Der Beruf als freiberufliche Krankenschwester

Der Beruf als freiberufliche Krankenschwester ist ein Gesundheitsfachberuf und umfasst die Pflege, Betreuung und Beratung von Pflegebedürftigen. Dabei ist Bezeichnung als „Krankenschwester“ heutzutage nicht mehr aktuell und lautet mittlerweile korrekt „Gesundheits- und Krankenpfleger/in“. Somit zählt die Krankenschwester zu den freiberuflichen Pflegekräften. Die betreuten Pflegebedürftigen können von der freiberuflichen Krankenschwester im stationären als auch im ambulanten Umfeld behandelt werden. Neben dieser Pflege gehört auch die Assistenz von behandelnden Ärzte in das Aufgabengebiet.

Alle Infos zu den Voraussetzungen, der Ausbildung, dem Gehalt und dem Beruf von angestellten Krankenschwester gibt es in unserem Artikel: Krankenschwester: Ausbildung, Beruf und Gehalt

Freiberufliche Krankenschwestern üben prinzipiell das gleiche Aufgabenfeld aus, arbeiten jedoch in befristeten Verträgen auf Honorarbasis. Große Kliniken betreiben dies gerne im Bereich der Operationen oder Stationsdienste. Auch als Freiberufliche gibt es jedoch generell identisch zu den Angestellten verschiedene Arbeitsorte wie Pflegedienste, Krankenhäuser, Alten-, Wohn- und Pflegeheime.

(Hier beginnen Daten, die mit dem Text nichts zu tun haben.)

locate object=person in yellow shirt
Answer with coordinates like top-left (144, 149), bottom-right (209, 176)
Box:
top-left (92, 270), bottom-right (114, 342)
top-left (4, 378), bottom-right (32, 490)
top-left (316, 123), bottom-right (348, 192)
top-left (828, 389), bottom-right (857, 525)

Wieviele freiberufliche Pflegekräfte gibt es?

Im Jahr 2015 gab es laut statistischem Bundesamt im Bereich der Gesundheits- und Krankenpflege, Rettungsdienst und Geburtshilfe etwa 1.042 Millionen Beschäftigte. Davon waren 549.000 in Teilzeit oder geringfügig beschäftigt.

Generell gab es in 2015 1.309 Millionen (2016: 1.344 Millionen) Selbstständige in freien Berufen. Davon waren 139.000 „andere freie Heilberufe“ zu denen auch die freiberuflichen Krankenschwestern zählen.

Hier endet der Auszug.